All of these are traits hold true in mathematics: for example, “prime” has many meanings, “interesting” has no fixed meaning, “abstract” may have an inexact meaning, and examples of adaptivity have already been given. In typed functional programming, the fold operation (and other parametrically polymorphic operations) can have many meanings, shadowing makes it possible for a name to have localized and global meanings, and the meaning of words such as “authorised” or “valid” may change as more moves are made. Yet, just as in the case of a language-game, essential meaning is preserved despite—and sometimes because of—ambiguity.

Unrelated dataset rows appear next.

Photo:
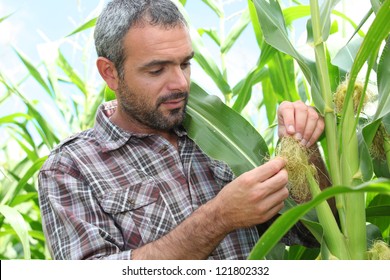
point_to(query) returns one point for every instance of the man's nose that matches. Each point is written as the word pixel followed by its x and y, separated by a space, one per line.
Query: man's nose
pixel 179 79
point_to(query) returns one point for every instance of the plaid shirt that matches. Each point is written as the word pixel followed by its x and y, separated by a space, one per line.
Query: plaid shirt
pixel 105 191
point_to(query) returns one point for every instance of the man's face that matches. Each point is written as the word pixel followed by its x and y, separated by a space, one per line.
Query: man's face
pixel 155 88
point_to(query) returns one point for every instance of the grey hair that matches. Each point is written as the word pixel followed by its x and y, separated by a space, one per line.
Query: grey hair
pixel 120 15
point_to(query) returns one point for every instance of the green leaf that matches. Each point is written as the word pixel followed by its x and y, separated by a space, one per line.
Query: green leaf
pixel 71 73
pixel 383 80
pixel 244 88
pixel 378 31
pixel 235 141
pixel 5 17
pixel 89 24
pixel 255 24
pixel 236 31
pixel 345 56
pixel 291 217
pixel 215 6
pixel 15 219
pixel 274 28
pixel 34 73
pixel 212 33
pixel 378 214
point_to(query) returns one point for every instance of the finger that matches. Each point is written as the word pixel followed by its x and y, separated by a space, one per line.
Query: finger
pixel 317 132
pixel 286 119
pixel 301 111
pixel 311 124
pixel 269 169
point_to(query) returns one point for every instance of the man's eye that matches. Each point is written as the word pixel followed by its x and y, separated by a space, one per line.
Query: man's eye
pixel 156 72
pixel 185 65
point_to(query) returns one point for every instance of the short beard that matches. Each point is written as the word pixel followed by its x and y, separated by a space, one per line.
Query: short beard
pixel 138 109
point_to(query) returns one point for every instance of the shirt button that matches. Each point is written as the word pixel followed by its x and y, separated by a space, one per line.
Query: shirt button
pixel 164 148
pixel 131 202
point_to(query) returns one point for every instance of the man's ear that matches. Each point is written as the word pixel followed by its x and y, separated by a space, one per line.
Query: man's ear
pixel 108 72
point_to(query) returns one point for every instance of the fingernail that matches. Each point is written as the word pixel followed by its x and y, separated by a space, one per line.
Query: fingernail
pixel 298 136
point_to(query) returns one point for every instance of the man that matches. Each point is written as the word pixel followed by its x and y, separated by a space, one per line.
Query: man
pixel 135 186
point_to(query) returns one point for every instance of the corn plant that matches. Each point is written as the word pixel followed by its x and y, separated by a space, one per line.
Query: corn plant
pixel 348 135
pixel 69 105
pixel 219 127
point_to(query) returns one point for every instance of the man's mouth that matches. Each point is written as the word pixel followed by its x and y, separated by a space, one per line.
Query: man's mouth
pixel 174 101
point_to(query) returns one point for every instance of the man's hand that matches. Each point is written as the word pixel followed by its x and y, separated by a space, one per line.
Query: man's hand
pixel 300 121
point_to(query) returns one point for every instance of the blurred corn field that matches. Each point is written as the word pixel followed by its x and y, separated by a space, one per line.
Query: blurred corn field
pixel 54 98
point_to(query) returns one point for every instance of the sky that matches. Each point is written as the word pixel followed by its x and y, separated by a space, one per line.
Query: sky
pixel 35 23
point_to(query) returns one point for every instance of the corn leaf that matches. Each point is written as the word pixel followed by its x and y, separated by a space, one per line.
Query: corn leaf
pixel 280 227
pixel 71 73
pixel 89 24
pixel 15 219
pixel 235 141
pixel 215 6
pixel 236 31
pixel 383 80
pixel 34 73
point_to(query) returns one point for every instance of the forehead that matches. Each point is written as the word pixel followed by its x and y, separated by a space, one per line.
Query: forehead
pixel 157 42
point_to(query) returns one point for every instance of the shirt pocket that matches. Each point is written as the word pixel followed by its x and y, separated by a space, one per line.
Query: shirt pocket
pixel 140 213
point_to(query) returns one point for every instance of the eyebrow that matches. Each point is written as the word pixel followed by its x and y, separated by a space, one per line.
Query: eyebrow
pixel 164 62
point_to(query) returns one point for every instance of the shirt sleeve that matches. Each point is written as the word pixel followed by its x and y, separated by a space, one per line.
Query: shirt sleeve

Mathematical blocks do not appear to have any explicitly described counterpart in the philosophy of language-games. However, Philosophical Investigations consists of numbered paragraphs which are set up such that they may reference each other, thus implicitly taking on a structure of blocks and cross-references. It can therefore be said that a paragraph is analogous to a block, and the structure of the text forms a presupposition [43, par. 31] that is important for the semantics of the text. On the mathematical side, the importance of blocks in structuring mathematical language is overwhelmingly clear: there are few mathematical texts that do not follow this convention, and cross-referencing between blocks is critical. Similarly, the importance of numbered paragraphs in Wittgenstein’s own implicit language game is critical for cross-referencing purposes.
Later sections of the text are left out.